Are you working on anything exciting you’d like to share?

I am developing an embedded multi-case study design to understand what variations in community timber co-management schemes have emerged, and why. The aim is to contribute to the understanding of decision-making processes in community timber co-management and its outcomes (integration of knowledge systems and community empowerment), to provide new information and recommendations for best approaches to conserve forests and improve local livelihoods.

Research sites are three Extractive Reserves: Chico Mendes (Acre), Ituxi (Amazonas), and Verde para Sempre (Pará). Government and local populations co-manage the natural resources within each of these reserves, ranging in size from 776,900 to 1,288,700 hectares. They embody all community timber co-management projects which represent 100% of existing logging schemes in Amazonian extractive reserves.

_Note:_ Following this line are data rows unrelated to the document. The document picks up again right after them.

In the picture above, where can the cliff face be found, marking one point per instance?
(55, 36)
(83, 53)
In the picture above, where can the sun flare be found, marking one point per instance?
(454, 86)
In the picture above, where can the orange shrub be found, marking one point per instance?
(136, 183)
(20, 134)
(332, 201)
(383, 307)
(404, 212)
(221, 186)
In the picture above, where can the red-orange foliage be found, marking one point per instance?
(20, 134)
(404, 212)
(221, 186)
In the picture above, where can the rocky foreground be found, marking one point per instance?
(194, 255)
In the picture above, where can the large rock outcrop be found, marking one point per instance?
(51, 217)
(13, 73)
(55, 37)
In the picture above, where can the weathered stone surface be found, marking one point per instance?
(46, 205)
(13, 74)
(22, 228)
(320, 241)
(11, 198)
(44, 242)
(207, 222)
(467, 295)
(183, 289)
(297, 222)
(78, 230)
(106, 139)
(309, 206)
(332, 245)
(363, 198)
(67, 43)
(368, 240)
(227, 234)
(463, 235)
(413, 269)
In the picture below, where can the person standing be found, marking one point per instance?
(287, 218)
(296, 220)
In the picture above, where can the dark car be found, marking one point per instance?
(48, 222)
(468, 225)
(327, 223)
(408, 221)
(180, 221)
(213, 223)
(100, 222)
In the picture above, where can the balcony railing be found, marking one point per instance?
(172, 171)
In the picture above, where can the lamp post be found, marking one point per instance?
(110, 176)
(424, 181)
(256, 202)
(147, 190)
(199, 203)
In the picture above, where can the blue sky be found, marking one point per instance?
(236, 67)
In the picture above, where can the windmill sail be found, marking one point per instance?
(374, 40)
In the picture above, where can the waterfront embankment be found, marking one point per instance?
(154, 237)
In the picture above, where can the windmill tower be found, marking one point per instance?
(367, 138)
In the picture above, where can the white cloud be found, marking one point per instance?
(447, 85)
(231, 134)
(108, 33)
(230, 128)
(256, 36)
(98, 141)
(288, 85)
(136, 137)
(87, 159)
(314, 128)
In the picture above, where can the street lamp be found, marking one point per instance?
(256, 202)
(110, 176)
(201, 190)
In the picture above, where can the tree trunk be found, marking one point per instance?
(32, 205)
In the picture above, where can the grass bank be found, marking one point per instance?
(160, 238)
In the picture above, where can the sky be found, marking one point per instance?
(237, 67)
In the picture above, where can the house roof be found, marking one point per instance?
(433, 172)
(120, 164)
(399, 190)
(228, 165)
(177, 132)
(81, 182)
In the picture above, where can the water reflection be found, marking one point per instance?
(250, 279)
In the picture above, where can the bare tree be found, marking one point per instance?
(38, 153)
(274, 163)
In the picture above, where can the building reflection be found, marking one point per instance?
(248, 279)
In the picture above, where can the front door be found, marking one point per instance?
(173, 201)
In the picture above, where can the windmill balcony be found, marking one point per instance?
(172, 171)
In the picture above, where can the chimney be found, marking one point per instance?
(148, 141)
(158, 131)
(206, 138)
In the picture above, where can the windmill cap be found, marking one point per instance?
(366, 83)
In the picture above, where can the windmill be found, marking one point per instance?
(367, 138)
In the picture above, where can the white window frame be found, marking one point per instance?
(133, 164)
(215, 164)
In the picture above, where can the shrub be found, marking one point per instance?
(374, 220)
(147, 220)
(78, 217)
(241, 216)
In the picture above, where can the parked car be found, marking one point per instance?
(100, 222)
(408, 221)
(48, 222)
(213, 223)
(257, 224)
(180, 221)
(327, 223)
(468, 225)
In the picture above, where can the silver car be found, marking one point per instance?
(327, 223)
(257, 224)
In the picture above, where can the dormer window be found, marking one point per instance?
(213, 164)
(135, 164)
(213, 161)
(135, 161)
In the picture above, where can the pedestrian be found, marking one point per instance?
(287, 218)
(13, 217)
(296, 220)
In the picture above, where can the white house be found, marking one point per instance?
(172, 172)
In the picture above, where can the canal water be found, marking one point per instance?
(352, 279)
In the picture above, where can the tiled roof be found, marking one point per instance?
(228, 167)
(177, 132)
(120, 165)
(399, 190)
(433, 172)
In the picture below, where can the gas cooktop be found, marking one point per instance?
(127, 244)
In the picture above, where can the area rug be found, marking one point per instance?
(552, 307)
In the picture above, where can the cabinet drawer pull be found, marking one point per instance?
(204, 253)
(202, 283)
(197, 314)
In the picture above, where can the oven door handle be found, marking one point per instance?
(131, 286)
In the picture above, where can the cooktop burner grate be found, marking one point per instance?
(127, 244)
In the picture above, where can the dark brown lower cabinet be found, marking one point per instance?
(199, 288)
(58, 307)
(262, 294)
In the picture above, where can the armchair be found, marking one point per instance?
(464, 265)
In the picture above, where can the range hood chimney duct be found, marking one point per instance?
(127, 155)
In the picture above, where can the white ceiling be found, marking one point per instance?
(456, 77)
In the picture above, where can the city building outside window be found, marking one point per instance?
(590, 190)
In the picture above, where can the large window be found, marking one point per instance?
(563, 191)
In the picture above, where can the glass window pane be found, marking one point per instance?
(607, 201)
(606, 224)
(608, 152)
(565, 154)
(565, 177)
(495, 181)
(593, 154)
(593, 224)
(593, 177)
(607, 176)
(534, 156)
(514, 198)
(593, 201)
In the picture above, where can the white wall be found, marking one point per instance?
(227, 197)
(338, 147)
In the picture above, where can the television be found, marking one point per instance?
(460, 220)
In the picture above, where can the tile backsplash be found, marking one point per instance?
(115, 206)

For Fall 2019, I am returning to Gainesville from my fieldwork season in the Brazilian Amazon. It took 12 months of a great time with inspiring indigenous people and colleagues from the government, non-profit organizations, universities, and research centers. I visited three protected-areas in three different Brazilian states, I met a lot of people, including old friends from forest-based communities that I used to work with, and I learned some much that I am still processing all this amazing experience that I had.

The last part of my fieldwork season will be a community exchange that I am excited to do. I will put together, for the first time, community members from all community timber co-management projects going on in extractive reserves in the Brazilian Amazon. The community exchange will take place on September 18 – 20, 2019, with support of SFRC, TCD Program, and International Tropical Timber Organization (ITTO) Fellowship.